> For the complete documentation index, see [llms.txt](https://upsolver.gitbook.io/content/llms.txt). Markdown versions of documentation pages are available by appending `.md` to page URLs; this page is available as [Markdown](https://upsolver.gitbook.io/content/support-1/faqs/iceberg-cloud-storage-breakdown.md).

# Iceberg Cloud Storage Breakdown

## Background

Iceberg tables managed by Upsolver are made up of two types of files:

1. Iceberg Table Files - These files make up the iceberg table itself and are used by query engines when querying the table. These include metadata files and data files.&#x20;
2. Upsolver Files - As part of ingesting data into an Iceberg Table or Table Optimization tasks upsolver creates some intermediate, state, and statistics files. These are used to keep track of the internal processes and display information in the UI.

The Upsolver files may be inside the Iceberg table root folder or in a dedicated location depending on the job/table settings.

Below is a breakdown of the folders.

## Folder Structure Overview

### Table and Table Maintenance Related Storage

#### `<iceberg_table_root>/data/`

* **Purpose**: Stores the Iceberg table's data files.
* **Contents**: Includes data files from both the latest snapshot and older snapshots, which are required for Time Travel queries.
* **Retention Control**: The retention of historical snapshots can be managed via the following table properties:
  * `history.expire.max-snapshot-age-ms`: Maximum age of snapshots before they expire.
  * `history.expire.min-snapshots-to-keep`: Minimum number of snapshots to retain.

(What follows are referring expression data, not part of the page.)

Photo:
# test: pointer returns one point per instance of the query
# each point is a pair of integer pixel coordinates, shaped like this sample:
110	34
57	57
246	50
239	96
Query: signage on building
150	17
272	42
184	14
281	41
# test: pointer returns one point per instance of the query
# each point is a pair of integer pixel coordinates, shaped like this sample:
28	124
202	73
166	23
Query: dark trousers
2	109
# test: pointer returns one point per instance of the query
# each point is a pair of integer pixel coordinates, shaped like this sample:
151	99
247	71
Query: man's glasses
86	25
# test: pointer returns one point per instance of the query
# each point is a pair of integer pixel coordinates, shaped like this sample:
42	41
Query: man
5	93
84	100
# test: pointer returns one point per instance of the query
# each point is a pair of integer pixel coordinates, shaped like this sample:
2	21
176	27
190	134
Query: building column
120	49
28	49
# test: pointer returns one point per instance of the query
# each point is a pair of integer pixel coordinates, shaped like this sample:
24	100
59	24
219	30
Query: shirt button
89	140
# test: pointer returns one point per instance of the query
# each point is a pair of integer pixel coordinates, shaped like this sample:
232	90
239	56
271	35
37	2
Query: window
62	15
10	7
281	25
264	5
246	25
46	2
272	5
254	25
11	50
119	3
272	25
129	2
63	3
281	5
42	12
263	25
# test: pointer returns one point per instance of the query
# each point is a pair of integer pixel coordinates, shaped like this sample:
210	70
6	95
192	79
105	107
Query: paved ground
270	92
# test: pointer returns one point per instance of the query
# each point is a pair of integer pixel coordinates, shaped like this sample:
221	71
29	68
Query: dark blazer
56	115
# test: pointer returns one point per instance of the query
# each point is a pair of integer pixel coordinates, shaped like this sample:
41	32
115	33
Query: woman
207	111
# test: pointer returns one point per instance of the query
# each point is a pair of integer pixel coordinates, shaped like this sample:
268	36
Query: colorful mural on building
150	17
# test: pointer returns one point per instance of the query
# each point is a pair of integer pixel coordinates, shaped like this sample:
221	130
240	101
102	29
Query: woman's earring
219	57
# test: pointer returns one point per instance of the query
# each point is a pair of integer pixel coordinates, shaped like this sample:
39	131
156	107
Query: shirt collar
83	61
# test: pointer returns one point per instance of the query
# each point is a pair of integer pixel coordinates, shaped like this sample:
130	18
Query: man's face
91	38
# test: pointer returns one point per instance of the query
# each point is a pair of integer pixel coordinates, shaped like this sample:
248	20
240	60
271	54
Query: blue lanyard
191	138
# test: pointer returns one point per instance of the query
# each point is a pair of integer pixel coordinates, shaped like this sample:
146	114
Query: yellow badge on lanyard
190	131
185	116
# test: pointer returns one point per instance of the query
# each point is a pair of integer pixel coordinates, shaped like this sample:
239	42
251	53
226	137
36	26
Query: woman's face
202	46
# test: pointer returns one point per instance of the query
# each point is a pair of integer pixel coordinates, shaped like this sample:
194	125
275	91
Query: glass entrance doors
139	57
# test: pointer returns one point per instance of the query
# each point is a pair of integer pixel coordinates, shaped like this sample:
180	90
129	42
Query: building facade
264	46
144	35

#### `<iceberg_table_root>/metadata/`

* **Purpose**: Stores the Iceberg table's metadata files.
* **Contents**: Similar to the `data/` folder, it contains metadata from both the latest and older snapshots used in Time Travel queries.
* **Retention Control**: Managed by the same properties used for data retention: `history.expire.max-snapshot-age-ms` and `history.expire.min-snapshots-to-keep`.

#### `<upsolver_storage_location>/tables/<table_id>/dangling_files_backup/`

* **Purpose**: Holds orphaned files found in the data or metadata folders that are not associated with any Iceberg snapshot.
* **Process**: Upsolver periodically (about once per day) checks for such files. If found, they are moved to this backup folder from the table's root location.
* **Typical Size:** Dangling files should not be very common under normal circumstances so this folder should not contain a lot of data usually.
* **Retention**: By default, files are retained for 7 days before permanent deletion. Files are considered orphans if they have not been used by any snapshots and are at least 3 days old.
* **Recovery**: If a file is incorrectly identified as orphaned, it can be restored by moving it back to the table's root folder.
* **Customization**: Retention settings can be changed, but reducing durations decreases recovery capability. Contact [Upsolver Support](https://support.upsolver.com) for assistance.

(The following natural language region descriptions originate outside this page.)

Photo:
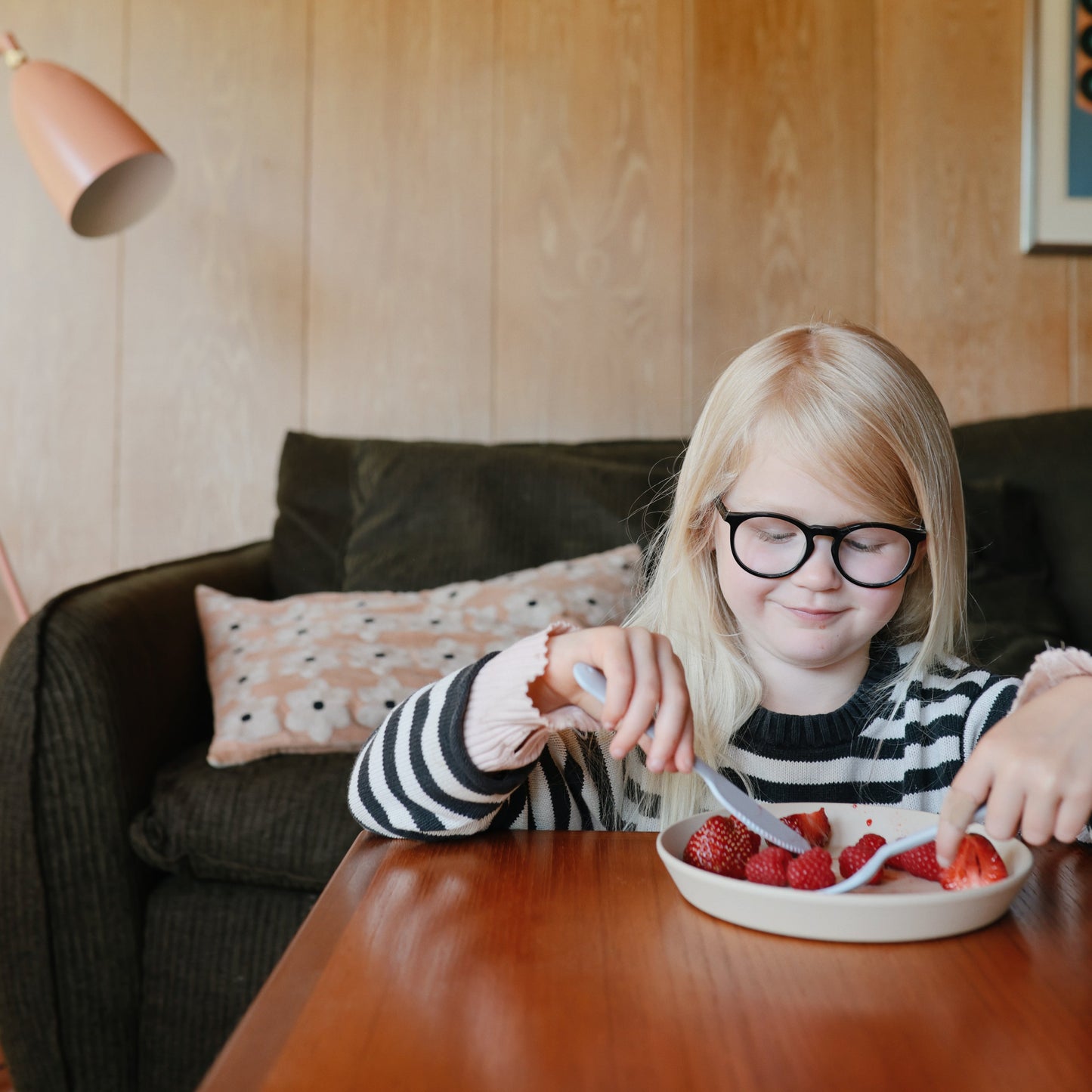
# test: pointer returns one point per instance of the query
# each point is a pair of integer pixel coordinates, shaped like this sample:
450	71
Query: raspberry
920	862
769	866
810	871
853	858
871	842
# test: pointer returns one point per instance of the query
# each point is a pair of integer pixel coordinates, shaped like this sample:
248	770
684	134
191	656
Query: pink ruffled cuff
503	729
1048	669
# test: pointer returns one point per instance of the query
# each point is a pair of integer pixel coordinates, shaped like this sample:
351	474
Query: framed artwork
1056	167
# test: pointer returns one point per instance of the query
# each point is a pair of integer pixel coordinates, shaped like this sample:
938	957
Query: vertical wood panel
401	218
213	281
58	328
590	228
986	323
783	174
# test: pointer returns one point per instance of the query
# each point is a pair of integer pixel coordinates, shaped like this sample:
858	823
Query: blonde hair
849	401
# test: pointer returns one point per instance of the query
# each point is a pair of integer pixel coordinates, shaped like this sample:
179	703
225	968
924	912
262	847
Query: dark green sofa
144	896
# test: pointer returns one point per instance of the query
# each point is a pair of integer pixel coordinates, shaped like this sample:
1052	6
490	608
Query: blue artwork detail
1080	103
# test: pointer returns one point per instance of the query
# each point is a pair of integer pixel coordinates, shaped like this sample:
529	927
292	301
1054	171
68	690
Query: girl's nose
819	571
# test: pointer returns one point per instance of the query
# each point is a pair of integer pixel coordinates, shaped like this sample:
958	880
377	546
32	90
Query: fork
875	863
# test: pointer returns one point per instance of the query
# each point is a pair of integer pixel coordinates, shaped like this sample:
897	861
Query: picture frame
1056	157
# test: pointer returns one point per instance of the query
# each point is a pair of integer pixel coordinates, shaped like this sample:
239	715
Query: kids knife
749	812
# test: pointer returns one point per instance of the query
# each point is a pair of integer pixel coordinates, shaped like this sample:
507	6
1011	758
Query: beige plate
901	908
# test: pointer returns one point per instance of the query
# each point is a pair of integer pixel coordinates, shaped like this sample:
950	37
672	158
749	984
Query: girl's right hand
645	682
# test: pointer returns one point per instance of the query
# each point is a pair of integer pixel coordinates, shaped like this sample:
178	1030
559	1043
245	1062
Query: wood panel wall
496	220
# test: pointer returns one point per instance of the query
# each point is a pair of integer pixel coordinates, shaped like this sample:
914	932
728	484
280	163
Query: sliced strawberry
810	871
723	846
920	862
814	827
853	858
769	866
976	864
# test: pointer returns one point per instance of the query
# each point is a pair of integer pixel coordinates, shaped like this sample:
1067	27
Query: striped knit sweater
414	778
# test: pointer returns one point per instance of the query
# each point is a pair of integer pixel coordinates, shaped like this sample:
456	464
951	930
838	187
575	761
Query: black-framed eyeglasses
772	545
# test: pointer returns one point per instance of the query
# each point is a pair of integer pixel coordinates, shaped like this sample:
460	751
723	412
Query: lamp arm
11	586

#### `<upsolver_storage_location>/tables/<table_id>/expired_files_backup/`

* **Purpose**: Stores files that are no longer referenced by any Iceberg table snapshots due to snapshot expiration.
* **Process**: When expiring snapshots, Upsolver first removes them from the Iceberg table metadata and moves files related to those snapshots into this folder.
* **Typical Size:** If new data is constantly streaming into the table, new snapshots will constantly be created and old ones expired. The size of the folder is relative to the volume of data expired by old snapshots.
* **Retention**: Files are retained here for 7 days before permanent deletion.
* **Customization**: These settings can be changed, but shorter retention periods may reduce recovery flexibility. Contact [Upsolver Support](mailto:support@upsolver.com) for changes.

#### `<upsolver_storage_location>/tables/<table_id>/used_files_index/`

* **Purpose**: An index of files used by the Iceberg table. This index is maintained by Upsolver to help identify which files are orphaned and which may be safely deleted when snapshots expire.
* **Retention:** Indefinite, retention will be added in the future

#### `<upsolver_storage_location>/tables/<table_id>/compaction_results/`

* **Purpose**: Stores details and information about completed compaction tasks. Each file in this folder belongs to a single compaction shard.
* **Retention:** Indefinite, retention will be added in the future

#### Static Files

#### `<upsolver_storage_location>/tables/<table_id>/used_files_groupings.json.gz`

* **Purpose**: A state file used while building the `used_files_index`.

#### `<upsolver_storage_location>/tables/<table_id>/iceberg_coordinator.json`

* **Purpose**: A state file used for planning which compactions to run.

#### `<upsolver_storage_location>/tables/<table_id>/recent_compactions.json`

* **Purpose**: Contains a list of recent compactions, which are used to display compaction statistics in the frontend and system tables.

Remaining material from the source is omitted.